Sterling silver; natural American turquoise, likely Royston (left) and Bisbee (right)
$625 + shipping, handling, and insurance

I love the way this pair came together. Slotted into their respective compartments in Wings’s storage containers, they seemed nearly identical: size, shape, shades of blue. When he took them out and set them side by side on his workbench, preparatory to creating this pair, their unique properties became abundantly clear.

Some years ago, he acquired several heart-shaped cabochons at more or less the same time. Such parcels are often sold in lots, and it’s often a safe assumption that they are the same material, from the same mine of origin .

But not always.

Sometimes, vendors sort them into groups by rough shape and/or size, perhaps by color. Sometimes, those guidelines are rough indeed. And enough time has elapsed since their acquisition that neither he nor I recall whether they were indeed purchased together or separately. But a close look shows clearly that these are very different stones.

The size is virtually identical, if arrayed somewhat differently. Both are heart-shaped, although the cabochon on the left has a wider throat, more open than the one on the right. But they’re close enough in that regard that it’s mostly irrelevant, once they’re set into bezels and edged with twisted silver. And the shade of blue of the actual turquoise material, the base color of each cabochon is also virtually identical, that flawless bright blue of the desert sky in morning.

But the matrix of each stone is very different.

The one on the left, above, is a ringer for Royston turquoise, which comes from Nevada. There are a couple of other American mines whose material sometimes manifests with a matrix in that floating overlay of bright green with hints of golden brown, but this phenomenon is far and away most common to Royston.

The cabochon on the right? Same brilliant clear blue, but no floating overlays here, and no green and brown, either. This one has delicate veining of rich red siltstone, a color somewhere between burgundy and brick . . . and one that is a hallmark of Bisbee turquoise. Such color and matrix combinations can sometimes be found in other Arizona mines these days, even one or two in Nevada, but it’s Bisbee that’s actually known for it.

And I suspect that that is what we have here, one of each: a Skystone from Nevada; a Skystone from Arizona; two very different mines of origin . . . and  two hearts that still seem as perfectly matched as those of any pair of human lovers.

And what is love, after all, but a coming together of two very distinct hearts? What is love but care of another, of a particularly selfless sort?
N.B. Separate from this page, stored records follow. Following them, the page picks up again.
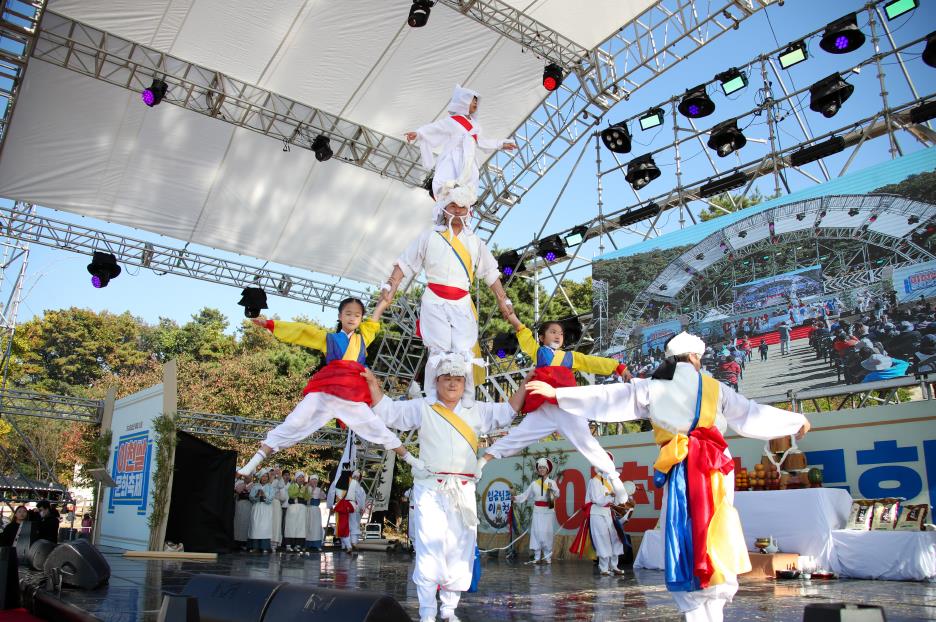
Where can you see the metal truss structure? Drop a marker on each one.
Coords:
(92, 52)
(639, 52)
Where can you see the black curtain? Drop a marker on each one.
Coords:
(201, 512)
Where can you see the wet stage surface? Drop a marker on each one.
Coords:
(508, 591)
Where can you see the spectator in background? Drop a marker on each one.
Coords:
(882, 367)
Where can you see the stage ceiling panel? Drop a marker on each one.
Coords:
(83, 146)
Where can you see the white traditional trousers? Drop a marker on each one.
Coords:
(546, 420)
(317, 409)
(444, 551)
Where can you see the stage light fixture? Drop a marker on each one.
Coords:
(723, 184)
(818, 151)
(616, 138)
(322, 149)
(552, 77)
(696, 103)
(828, 95)
(103, 268)
(794, 54)
(924, 112)
(576, 236)
(419, 13)
(929, 52)
(505, 344)
(641, 213)
(551, 248)
(509, 263)
(641, 171)
(842, 36)
(732, 80)
(253, 299)
(154, 94)
(896, 8)
(726, 138)
(651, 119)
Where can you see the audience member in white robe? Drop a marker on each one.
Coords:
(543, 492)
(261, 514)
(314, 533)
(279, 497)
(242, 509)
(605, 540)
(670, 399)
(444, 483)
(451, 256)
(295, 530)
(458, 139)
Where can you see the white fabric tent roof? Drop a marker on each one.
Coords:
(81, 145)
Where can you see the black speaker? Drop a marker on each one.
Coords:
(26, 535)
(306, 603)
(9, 578)
(38, 553)
(80, 564)
(843, 612)
(231, 599)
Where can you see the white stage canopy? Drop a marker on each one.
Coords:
(84, 146)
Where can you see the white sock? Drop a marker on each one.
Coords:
(251, 466)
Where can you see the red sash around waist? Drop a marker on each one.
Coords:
(554, 375)
(342, 379)
(447, 291)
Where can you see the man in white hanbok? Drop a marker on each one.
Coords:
(443, 499)
(543, 492)
(689, 412)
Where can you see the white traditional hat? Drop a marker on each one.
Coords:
(684, 343)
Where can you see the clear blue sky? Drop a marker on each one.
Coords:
(58, 278)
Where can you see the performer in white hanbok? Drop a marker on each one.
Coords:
(705, 548)
(280, 496)
(261, 514)
(451, 256)
(314, 532)
(295, 531)
(543, 492)
(444, 484)
(457, 139)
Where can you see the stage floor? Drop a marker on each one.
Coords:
(562, 591)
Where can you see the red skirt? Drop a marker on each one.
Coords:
(342, 379)
(554, 375)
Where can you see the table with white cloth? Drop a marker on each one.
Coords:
(893, 555)
(801, 521)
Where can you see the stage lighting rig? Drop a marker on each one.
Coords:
(551, 248)
(552, 77)
(726, 138)
(842, 36)
(616, 138)
(322, 148)
(732, 80)
(828, 95)
(641, 171)
(653, 118)
(896, 8)
(794, 54)
(696, 103)
(253, 299)
(419, 13)
(103, 268)
(154, 94)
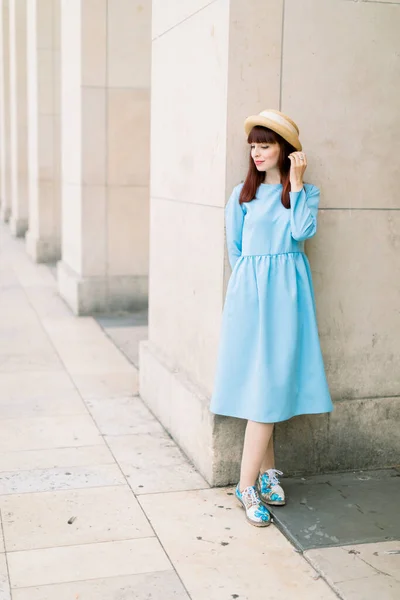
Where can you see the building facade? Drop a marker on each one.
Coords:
(121, 127)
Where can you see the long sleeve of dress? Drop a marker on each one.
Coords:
(234, 219)
(304, 208)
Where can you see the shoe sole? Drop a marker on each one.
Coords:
(262, 524)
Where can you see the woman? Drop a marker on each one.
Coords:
(270, 366)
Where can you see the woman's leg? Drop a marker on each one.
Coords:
(256, 443)
(269, 457)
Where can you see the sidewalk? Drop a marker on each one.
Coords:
(98, 503)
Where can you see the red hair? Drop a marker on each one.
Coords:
(263, 135)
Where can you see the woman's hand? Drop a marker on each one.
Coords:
(298, 166)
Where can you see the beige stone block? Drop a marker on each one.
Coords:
(60, 478)
(162, 586)
(188, 130)
(351, 270)
(186, 285)
(128, 137)
(107, 384)
(360, 571)
(46, 148)
(2, 549)
(45, 81)
(20, 360)
(72, 225)
(93, 42)
(129, 43)
(4, 581)
(47, 209)
(254, 74)
(89, 561)
(94, 220)
(123, 416)
(44, 249)
(47, 303)
(370, 588)
(30, 460)
(69, 329)
(94, 132)
(166, 17)
(365, 560)
(152, 462)
(214, 445)
(344, 440)
(218, 554)
(44, 23)
(105, 514)
(128, 230)
(349, 142)
(47, 432)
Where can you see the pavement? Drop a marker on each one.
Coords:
(96, 500)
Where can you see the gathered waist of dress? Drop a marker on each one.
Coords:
(273, 254)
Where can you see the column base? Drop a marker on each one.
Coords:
(89, 295)
(212, 443)
(42, 250)
(18, 226)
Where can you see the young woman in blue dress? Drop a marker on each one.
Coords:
(270, 365)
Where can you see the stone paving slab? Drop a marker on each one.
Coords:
(5, 593)
(66, 518)
(340, 509)
(56, 458)
(148, 586)
(88, 561)
(361, 572)
(60, 478)
(48, 432)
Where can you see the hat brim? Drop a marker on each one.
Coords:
(261, 121)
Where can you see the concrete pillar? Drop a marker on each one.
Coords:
(5, 209)
(199, 103)
(105, 154)
(19, 117)
(43, 238)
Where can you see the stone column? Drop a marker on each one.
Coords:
(19, 117)
(43, 238)
(198, 153)
(5, 149)
(105, 154)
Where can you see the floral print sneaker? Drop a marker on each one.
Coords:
(269, 489)
(256, 513)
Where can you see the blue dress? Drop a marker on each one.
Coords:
(270, 367)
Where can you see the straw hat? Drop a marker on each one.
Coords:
(278, 122)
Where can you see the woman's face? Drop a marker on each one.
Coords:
(265, 155)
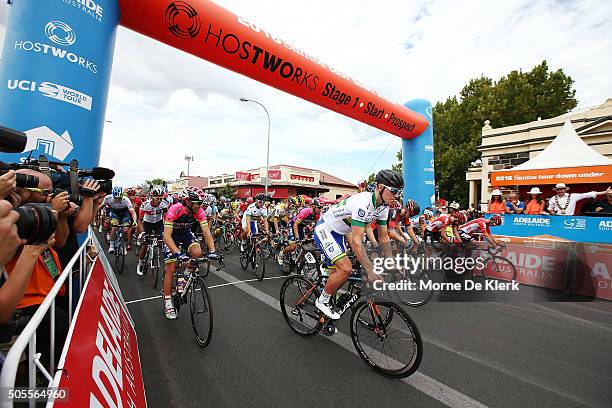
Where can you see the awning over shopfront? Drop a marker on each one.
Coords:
(568, 159)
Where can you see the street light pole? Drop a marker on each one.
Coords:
(268, 149)
(189, 159)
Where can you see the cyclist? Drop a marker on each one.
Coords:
(479, 225)
(436, 231)
(251, 216)
(305, 218)
(120, 210)
(150, 221)
(349, 217)
(177, 233)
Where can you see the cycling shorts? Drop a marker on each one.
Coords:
(184, 241)
(329, 243)
(120, 217)
(156, 228)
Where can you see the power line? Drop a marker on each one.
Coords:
(379, 156)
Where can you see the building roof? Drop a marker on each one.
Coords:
(567, 150)
(326, 178)
(197, 181)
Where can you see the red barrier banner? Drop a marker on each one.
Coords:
(208, 31)
(101, 365)
(274, 192)
(535, 266)
(593, 275)
(274, 174)
(243, 176)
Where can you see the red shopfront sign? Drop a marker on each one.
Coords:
(299, 177)
(543, 267)
(102, 365)
(593, 275)
(274, 174)
(243, 176)
(273, 192)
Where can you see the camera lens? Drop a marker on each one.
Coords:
(36, 223)
(26, 181)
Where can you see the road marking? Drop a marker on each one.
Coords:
(209, 287)
(427, 385)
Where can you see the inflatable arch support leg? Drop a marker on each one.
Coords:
(55, 75)
(418, 159)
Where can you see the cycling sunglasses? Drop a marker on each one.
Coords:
(393, 190)
(44, 191)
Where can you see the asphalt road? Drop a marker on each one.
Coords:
(518, 354)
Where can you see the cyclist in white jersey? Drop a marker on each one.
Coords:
(120, 210)
(150, 221)
(349, 218)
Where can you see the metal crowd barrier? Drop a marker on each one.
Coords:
(28, 335)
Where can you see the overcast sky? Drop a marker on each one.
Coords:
(164, 103)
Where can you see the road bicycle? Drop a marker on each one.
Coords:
(120, 249)
(195, 293)
(384, 334)
(250, 254)
(153, 256)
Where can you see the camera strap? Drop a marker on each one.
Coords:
(43, 165)
(74, 177)
(50, 264)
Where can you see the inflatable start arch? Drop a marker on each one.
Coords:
(56, 64)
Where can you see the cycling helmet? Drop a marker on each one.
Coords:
(117, 192)
(193, 194)
(412, 207)
(496, 220)
(454, 206)
(157, 192)
(459, 218)
(395, 204)
(390, 178)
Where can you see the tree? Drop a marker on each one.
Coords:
(516, 98)
(227, 190)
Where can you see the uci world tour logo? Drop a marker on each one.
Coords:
(183, 20)
(60, 33)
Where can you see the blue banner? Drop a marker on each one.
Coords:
(418, 159)
(54, 76)
(573, 228)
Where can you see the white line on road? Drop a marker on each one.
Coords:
(427, 385)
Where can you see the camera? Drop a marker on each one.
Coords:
(36, 223)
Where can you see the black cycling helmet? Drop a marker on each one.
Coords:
(412, 207)
(390, 178)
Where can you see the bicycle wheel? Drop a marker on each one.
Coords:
(286, 266)
(297, 299)
(119, 255)
(229, 240)
(245, 257)
(498, 268)
(393, 349)
(258, 263)
(415, 295)
(155, 264)
(201, 310)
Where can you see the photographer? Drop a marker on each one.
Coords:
(8, 232)
(8, 183)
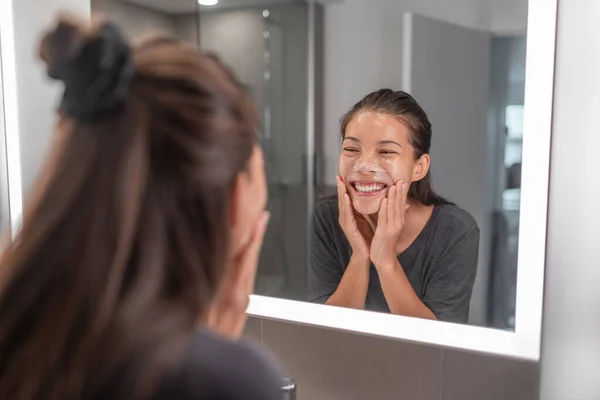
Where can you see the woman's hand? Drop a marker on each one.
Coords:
(390, 222)
(355, 227)
(227, 315)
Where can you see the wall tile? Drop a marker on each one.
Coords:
(468, 376)
(332, 365)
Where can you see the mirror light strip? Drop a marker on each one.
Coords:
(524, 343)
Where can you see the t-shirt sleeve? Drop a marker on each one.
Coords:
(221, 370)
(253, 376)
(448, 292)
(325, 271)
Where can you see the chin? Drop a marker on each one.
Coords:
(367, 205)
(367, 195)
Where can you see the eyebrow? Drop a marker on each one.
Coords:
(352, 138)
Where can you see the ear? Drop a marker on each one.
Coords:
(421, 168)
(236, 204)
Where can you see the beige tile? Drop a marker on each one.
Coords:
(332, 365)
(252, 331)
(468, 376)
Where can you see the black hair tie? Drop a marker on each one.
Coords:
(97, 79)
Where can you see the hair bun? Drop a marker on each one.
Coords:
(94, 63)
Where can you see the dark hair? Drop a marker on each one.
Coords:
(125, 238)
(404, 107)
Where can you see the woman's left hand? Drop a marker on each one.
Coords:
(390, 222)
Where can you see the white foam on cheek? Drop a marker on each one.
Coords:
(367, 165)
(397, 170)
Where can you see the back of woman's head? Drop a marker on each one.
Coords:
(125, 238)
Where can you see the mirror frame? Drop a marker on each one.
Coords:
(524, 343)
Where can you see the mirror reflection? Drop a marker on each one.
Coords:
(401, 195)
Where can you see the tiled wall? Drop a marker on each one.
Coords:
(332, 365)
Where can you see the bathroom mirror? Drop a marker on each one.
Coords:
(481, 70)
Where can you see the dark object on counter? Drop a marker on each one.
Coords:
(289, 389)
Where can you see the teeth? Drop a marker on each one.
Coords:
(369, 188)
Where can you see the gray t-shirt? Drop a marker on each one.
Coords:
(440, 264)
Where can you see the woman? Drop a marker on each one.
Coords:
(143, 232)
(388, 242)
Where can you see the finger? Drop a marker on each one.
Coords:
(403, 200)
(391, 208)
(341, 198)
(349, 216)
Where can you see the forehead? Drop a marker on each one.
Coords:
(372, 126)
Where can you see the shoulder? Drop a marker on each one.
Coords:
(215, 367)
(456, 220)
(325, 214)
(327, 206)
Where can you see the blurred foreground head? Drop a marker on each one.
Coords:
(152, 185)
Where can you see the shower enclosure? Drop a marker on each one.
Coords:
(269, 45)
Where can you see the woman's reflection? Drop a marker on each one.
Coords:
(388, 242)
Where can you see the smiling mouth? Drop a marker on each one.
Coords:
(368, 188)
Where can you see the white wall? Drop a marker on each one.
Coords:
(135, 21)
(508, 17)
(363, 45)
(571, 331)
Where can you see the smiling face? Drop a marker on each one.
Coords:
(376, 153)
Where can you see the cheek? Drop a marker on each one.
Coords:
(345, 165)
(399, 169)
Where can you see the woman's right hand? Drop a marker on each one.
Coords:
(356, 228)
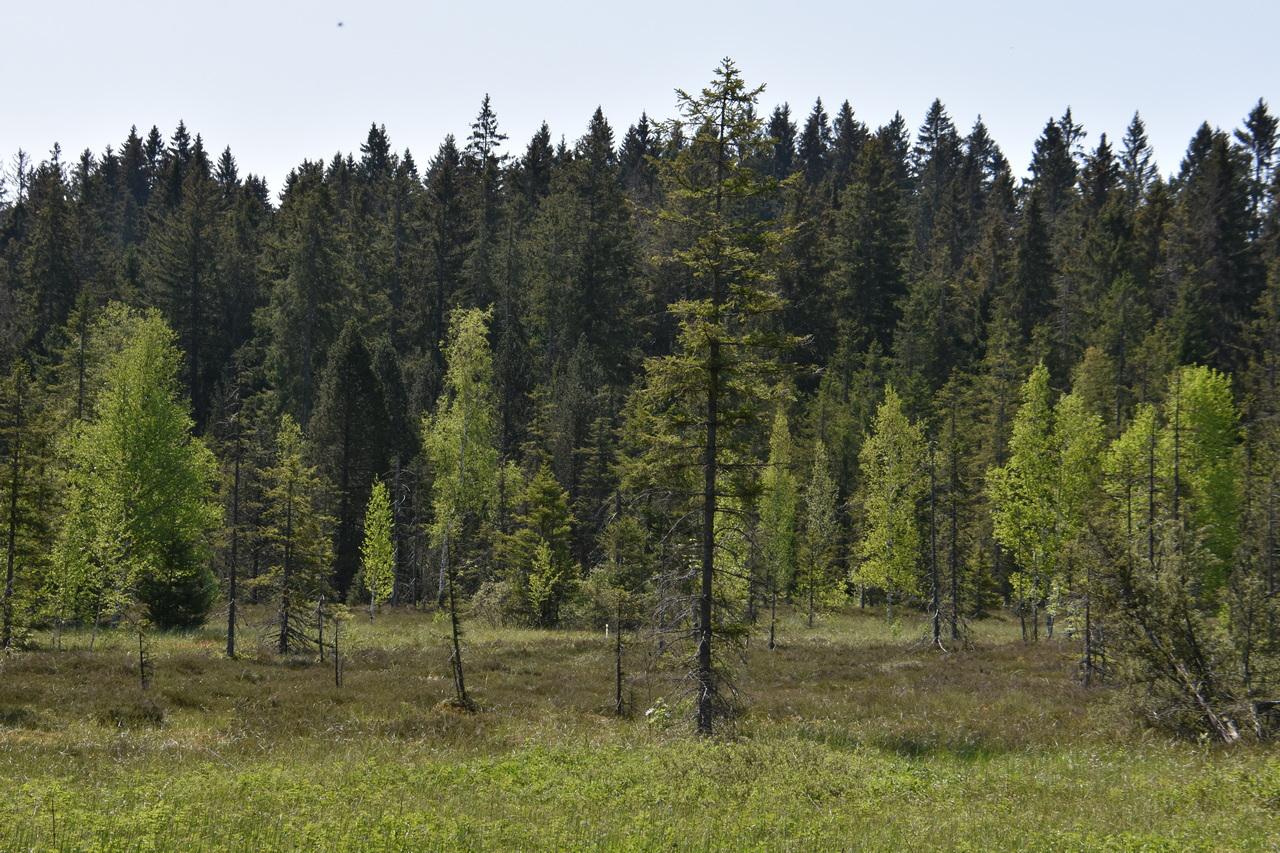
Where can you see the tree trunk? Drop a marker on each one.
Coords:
(935, 582)
(14, 487)
(618, 705)
(460, 684)
(773, 615)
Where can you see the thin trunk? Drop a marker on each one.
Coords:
(954, 550)
(232, 568)
(460, 684)
(286, 573)
(320, 626)
(773, 614)
(618, 706)
(1088, 625)
(813, 582)
(936, 603)
(337, 653)
(14, 487)
(705, 678)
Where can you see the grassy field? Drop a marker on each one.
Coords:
(855, 735)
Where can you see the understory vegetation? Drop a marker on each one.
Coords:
(442, 507)
(858, 735)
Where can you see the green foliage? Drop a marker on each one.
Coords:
(1200, 464)
(1024, 491)
(297, 532)
(780, 502)
(141, 487)
(892, 461)
(378, 551)
(461, 436)
(817, 580)
(535, 557)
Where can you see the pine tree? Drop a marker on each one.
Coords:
(868, 249)
(461, 445)
(298, 533)
(350, 434)
(813, 145)
(778, 516)
(704, 398)
(536, 555)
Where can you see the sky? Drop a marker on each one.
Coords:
(280, 81)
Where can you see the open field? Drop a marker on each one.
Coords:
(855, 737)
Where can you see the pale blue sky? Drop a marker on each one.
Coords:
(279, 81)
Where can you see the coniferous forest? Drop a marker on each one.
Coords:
(707, 386)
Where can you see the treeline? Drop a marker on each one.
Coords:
(663, 378)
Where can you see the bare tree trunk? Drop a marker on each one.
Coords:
(705, 678)
(286, 574)
(234, 556)
(320, 625)
(813, 582)
(14, 487)
(618, 705)
(954, 550)
(460, 684)
(773, 614)
(337, 653)
(935, 582)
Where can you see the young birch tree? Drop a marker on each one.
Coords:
(894, 464)
(378, 550)
(461, 442)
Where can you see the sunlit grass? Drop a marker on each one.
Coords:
(854, 734)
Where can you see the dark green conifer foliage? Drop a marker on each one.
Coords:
(814, 145)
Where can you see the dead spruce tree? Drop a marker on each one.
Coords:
(698, 413)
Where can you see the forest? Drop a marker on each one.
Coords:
(705, 386)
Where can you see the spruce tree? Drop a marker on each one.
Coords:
(895, 477)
Yes, next month brings us the holiday associated with romantic love, but we need love as a way of being now, for ourselves, and for our world: a world in which the sky gives the gift of the First Medicine to an earth in need; one in which the earth returns it in its own way, too.

Such are the gifts of the water, and the light: the life and breath of love, for the earth, and for us all.

Who knows? Perhaps the skies will have had more than enough of the trickster wind’s unseasonal interference, and deliver a little snow in the week to come after all.